むしろ『ふーん、それで?』みたいな軽い反応を予想していたんだが……。
「熱があるなら病院行った方がいいんじゃない?」
「おい、お前は俺をなんだと思ってんだ」
「だってお兄さんだよ?買い物以外は基本家から一歩も出ないお兄さんだよ?その買い物もなるべくならネットで済まそうとしちゃうようなお兄さんだよ?」
「なんて言い草だ」
「でも否定は」
「できない」
「でしょ?」
くっ、言い負かされた!それではまるで俺が引きこもりみたいではないか!
……事実だった!
「いや、でも、なんかさ。さとうが学校に行きながらバイトも頑張ってる姿を見てると、俺もなんかやらなきゃなって思っちゃうっていうか……」
「うーん、なるほどねー……」
顎に指を当て斜め上あたりを眺めるさとう。
なんというか様になっている。
「でもお兄さん、別にお金には困ってないんでしょ?」
「それは……そうなんだけどさ……」
俺が生を受けた家はお金持ちだった。
そして両親が死んだことにより、俺は一生働かなくても暮らせるだけの大金を手に入れた。
こう言っては嫌味に聞こえるだろうが、俺は別にそんなものは欲しくなかった。
命はお金で買えないとはよく言ったものだ。
俺はお金よりも家族と暮らしていたかったのだ。それが今になって痛いほど実感できている。
「でも、やっぱりなんかモヤモヤするっていうか……」
そして今、家族のような存在が未来のために頑張っている。
ならば自分も何かしなきゃいけないだろう。
必要不必要は関係ない。いわばただな自己満足なのだから。
「うん、お兄さんの言いたいことは分かるよ」
しかしやはりと言うべきか、さとうの反応は微妙なものだった。
「でもこれは私が望んでやってる事だから。そこまでお兄さんが気にする必要もないと思うよ?」
ぐっ、この俺が珍しくやる気を出したというのに!
俺はただ『頑張れ』いう一言がさとうから欲しいだけなのに!一体何がそんなに不満だと言うんだ!

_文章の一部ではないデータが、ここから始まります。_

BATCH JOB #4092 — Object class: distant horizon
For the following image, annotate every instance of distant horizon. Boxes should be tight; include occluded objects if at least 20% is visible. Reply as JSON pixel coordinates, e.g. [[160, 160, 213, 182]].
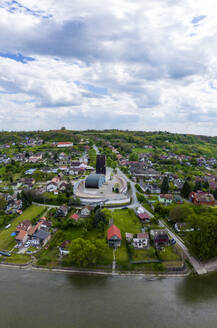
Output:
[[0, 0, 217, 136], [0, 128, 217, 138]]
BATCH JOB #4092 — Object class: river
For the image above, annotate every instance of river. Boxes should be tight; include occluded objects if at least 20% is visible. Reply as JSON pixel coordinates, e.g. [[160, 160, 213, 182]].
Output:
[[0, 268, 217, 328]]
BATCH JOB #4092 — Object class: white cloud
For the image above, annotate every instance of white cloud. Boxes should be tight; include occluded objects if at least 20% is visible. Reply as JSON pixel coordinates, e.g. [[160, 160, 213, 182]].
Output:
[[0, 0, 217, 135]]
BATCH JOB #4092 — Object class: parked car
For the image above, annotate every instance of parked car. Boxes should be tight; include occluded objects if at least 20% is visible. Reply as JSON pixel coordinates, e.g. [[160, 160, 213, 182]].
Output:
[[170, 238, 176, 245]]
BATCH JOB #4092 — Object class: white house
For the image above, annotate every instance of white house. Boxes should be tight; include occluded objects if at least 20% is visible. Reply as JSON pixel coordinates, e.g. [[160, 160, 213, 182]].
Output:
[[57, 141, 73, 148], [46, 182, 58, 192]]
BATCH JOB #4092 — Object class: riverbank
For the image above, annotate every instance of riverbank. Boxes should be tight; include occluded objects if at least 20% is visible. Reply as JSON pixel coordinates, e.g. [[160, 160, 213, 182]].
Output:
[[0, 263, 192, 278]]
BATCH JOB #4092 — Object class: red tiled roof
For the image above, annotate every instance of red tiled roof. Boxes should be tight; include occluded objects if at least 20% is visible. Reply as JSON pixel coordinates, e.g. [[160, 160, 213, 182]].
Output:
[[107, 224, 122, 240], [71, 213, 79, 221], [160, 194, 173, 199], [16, 230, 27, 241], [138, 213, 150, 220]]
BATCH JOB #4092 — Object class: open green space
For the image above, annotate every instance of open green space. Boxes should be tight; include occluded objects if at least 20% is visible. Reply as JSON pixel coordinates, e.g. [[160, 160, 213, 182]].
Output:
[[113, 209, 142, 266], [132, 247, 158, 261], [113, 209, 142, 239], [0, 205, 44, 250], [133, 148, 153, 154], [4, 254, 31, 264]]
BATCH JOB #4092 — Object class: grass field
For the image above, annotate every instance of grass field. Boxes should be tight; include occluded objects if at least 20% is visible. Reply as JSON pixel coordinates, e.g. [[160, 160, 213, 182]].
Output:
[[0, 205, 44, 250], [113, 209, 142, 239], [132, 247, 157, 261], [4, 254, 31, 264], [113, 209, 142, 265], [133, 148, 153, 154]]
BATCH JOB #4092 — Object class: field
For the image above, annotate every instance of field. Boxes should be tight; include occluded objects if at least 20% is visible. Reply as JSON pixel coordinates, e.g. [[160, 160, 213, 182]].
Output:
[[0, 205, 44, 250], [132, 247, 157, 261], [113, 209, 142, 265]]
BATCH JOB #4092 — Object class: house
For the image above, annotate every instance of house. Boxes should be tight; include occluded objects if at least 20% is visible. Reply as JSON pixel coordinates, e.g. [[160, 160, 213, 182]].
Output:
[[174, 222, 194, 232], [70, 213, 79, 221], [133, 233, 149, 249], [158, 194, 173, 205], [46, 181, 58, 192], [51, 176, 61, 184], [125, 232, 133, 243], [151, 229, 169, 248], [59, 240, 71, 255], [138, 212, 150, 222], [23, 178, 35, 188], [107, 224, 122, 248], [15, 230, 28, 244], [55, 205, 68, 217], [58, 181, 67, 191], [33, 230, 51, 245], [57, 141, 73, 148], [173, 195, 184, 204], [80, 205, 92, 218], [16, 220, 32, 232], [29, 153, 42, 163], [189, 191, 216, 206]]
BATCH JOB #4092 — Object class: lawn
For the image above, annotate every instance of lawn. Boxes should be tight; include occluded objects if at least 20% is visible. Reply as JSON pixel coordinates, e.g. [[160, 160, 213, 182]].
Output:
[[113, 209, 142, 239], [108, 209, 142, 265], [0, 205, 44, 250], [132, 247, 157, 261], [133, 148, 153, 154], [159, 246, 180, 261], [4, 254, 31, 264]]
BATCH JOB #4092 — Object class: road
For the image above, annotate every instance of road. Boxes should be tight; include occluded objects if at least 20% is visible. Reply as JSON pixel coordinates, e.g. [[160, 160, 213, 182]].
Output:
[[117, 169, 209, 275], [159, 220, 207, 274], [117, 168, 154, 218]]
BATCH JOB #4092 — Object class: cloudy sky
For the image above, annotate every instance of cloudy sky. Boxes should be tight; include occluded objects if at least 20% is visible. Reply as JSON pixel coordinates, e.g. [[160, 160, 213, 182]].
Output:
[[0, 0, 217, 135]]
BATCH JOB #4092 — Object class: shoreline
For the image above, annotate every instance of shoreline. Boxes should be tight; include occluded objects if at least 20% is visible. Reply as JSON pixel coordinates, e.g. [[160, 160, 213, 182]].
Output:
[[0, 263, 192, 278]]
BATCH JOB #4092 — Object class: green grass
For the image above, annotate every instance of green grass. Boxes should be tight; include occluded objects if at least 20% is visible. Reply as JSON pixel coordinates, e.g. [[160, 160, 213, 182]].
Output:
[[0, 205, 44, 250], [108, 209, 142, 265], [159, 246, 180, 261], [133, 148, 153, 154], [132, 247, 157, 261], [113, 209, 142, 239], [5, 254, 31, 264]]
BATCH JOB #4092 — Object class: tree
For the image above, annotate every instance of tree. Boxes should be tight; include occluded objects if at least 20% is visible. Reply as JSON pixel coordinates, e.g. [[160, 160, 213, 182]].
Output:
[[0, 196, 7, 210], [69, 238, 98, 267], [160, 177, 170, 194], [129, 153, 139, 162], [93, 209, 106, 231], [186, 212, 217, 260], [213, 188, 217, 200], [181, 181, 192, 198], [194, 181, 202, 192], [169, 204, 194, 222]]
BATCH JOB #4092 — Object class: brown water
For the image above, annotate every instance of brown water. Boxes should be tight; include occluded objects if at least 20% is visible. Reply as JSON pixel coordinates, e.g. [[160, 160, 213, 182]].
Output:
[[0, 269, 217, 328]]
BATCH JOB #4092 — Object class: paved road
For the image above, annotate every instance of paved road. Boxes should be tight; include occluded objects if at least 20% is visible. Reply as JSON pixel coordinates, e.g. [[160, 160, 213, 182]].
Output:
[[117, 168, 154, 218], [159, 220, 207, 274]]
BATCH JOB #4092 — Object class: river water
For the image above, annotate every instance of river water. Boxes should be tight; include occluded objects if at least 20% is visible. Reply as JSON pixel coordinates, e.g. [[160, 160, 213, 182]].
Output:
[[0, 268, 217, 328]]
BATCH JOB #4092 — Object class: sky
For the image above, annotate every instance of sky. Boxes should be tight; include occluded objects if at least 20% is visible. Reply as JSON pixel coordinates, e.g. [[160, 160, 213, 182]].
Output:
[[0, 0, 217, 136]]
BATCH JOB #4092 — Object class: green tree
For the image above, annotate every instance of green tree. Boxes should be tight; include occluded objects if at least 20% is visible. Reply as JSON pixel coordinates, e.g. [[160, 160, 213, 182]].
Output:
[[181, 181, 192, 198], [69, 238, 98, 267], [93, 208, 106, 231], [0, 196, 7, 210], [129, 153, 139, 162], [169, 204, 194, 222], [160, 177, 170, 194], [213, 188, 217, 200]]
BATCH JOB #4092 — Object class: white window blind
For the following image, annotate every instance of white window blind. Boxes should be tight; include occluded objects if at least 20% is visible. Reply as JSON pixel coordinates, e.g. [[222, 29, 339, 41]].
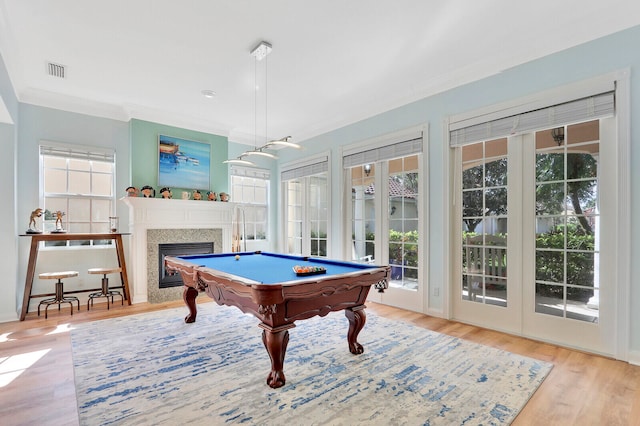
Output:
[[280, 157, 329, 182], [40, 145, 115, 163], [342, 137, 422, 169], [449, 91, 615, 147], [230, 166, 271, 180]]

「それに、お兄さんがお家でしおちゃんを見守っててくれるからこそ、私も安心して外出できるって部分もあるんだよ?」
なるほど理解した。
そりゃさとちゃんにとってはしおちゃんが一番だもんね!
いや、でもこの発言は俺を信用してくれているとも取れる。
それは嬉しい。すごく嬉しい。
固めた決心が鈍りそうになる。
いや、でも、うーん……。
「まあ、引きニートが恥ずかしいっていうお兄さんの気持ちも分かるから……あ、やっぱりわかんないや、私学生の上に働いてる身だし。お兄さんと違って」
嘲笑を浮かべてこちらを見下すその表情に、俺の決意は当初の数倍ほど固くなった。
俺は引きニートをやめるぞ!さとぉぉぉうッ!
****
俺がバイトを始める。それはしおが一人で長時間家にいるという事を意味している。
そのため話し合いの内容は自然と家の防犯についての事へと移り変わっていった。
「しおの身に降りかかる危険をどれだけ減らせるか、ねぇ……」
「違うよお兄さん。減らすだけじゃダメ。無くさないと」
「あ、うん、そうだな」
しおはそこまで幼くもないだろうという意見は飲み込んだ。
目がマジだったのだ。
流石しおちゃんガチ勢である。扱いの丁寧さが産まれたての赤子のそれと同程度くらいあるかもしれない。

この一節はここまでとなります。